1. Sequence overview

Sequence and Features


Assembly Compatibility:
  • 10
    COMPATIBLE WITH RFC[10]
  • 12
    COMPATIBLE WITH RFC[12]
  • 21
    INCOMPATIBLE WITH RFC[21]
    Illegal XhoI site found at 48
  • 23
    COMPATIBLE WITH RFC[23]
  • 25
    COMPATIBLE WITH RFC[25]
  • 1000
    COMPATIBLE WITH RFC[1000]

2. Usage and Biology

The TetR binding site, also known as the tetracycline response element, originates from the tet operon found in the bacterial species Escherichia coli. In its natural context, TetR is a transcriptional repressor that binds to the tetracycline operator (tetO) sequence, inhibiting the expression of genes responsible for tetracycline resistance.

Due to its well characterization tetR derived systems have been widely used in synthetic biology. We chose the tetR binding casette as a target sequence for our Simple staples and as a target for Cas9 for the development of the Cas staples.

3. Assembly and part evolution

The designed cloning strategies allows for the easy assembly of repetetive repeats. It follows the procedure outlined by Sladitschek and Neveu (2015).
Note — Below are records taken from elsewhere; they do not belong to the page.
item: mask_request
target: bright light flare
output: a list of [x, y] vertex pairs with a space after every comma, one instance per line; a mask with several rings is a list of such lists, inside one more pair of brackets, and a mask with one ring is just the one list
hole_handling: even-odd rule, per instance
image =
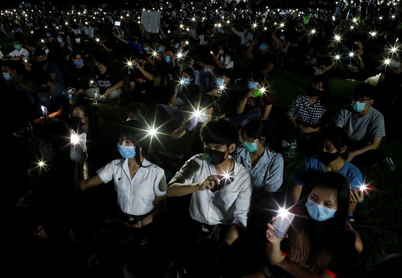
[[79, 141], [78, 136], [76, 134], [71, 134], [70, 138], [71, 144], [73, 145], [75, 145]]
[[278, 211], [278, 212], [279, 213], [278, 216], [282, 218], [287, 217], [287, 215], [288, 215], [290, 214], [290, 213], [287, 211], [287, 209], [285, 209], [284, 208], [283, 208], [282, 207], [279, 208], [279, 210]]
[[339, 35], [336, 35], [334, 38], [335, 39], [335, 41], [337, 42], [340, 42], [341, 41], [341, 36]]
Briefly, the oligos can be inserted into a vector digested with SalI and XhoI, yielding a vector with three binding repeats flanked by these restriction sites. The vector can be linearized with either SalI or XhoI, as both enzymes create compatible overhangs. The annealed oligos can then be ligated into the vector, resulting in six binding repeats, with the middle sequence losing its cleavage site compatibility. This process can be repeated to achieve the desired number of repeats by digesting the vector and re-ligating the oligos. For the experiments conducted, a folding plasmid with 12 repeats was created. Since the registry has some limitations regarding sequence depository, the binding casette is flanked by SalI and XhoI, and the top and bot oligos with the fitting overhangs annotated.

4. Results

The binding casette showed efficient Cas9 and tetR binding. It was used to succesfully establish the FRET assay in bacterial cell, and also as one target site for the simulated enhancer hijacking assay.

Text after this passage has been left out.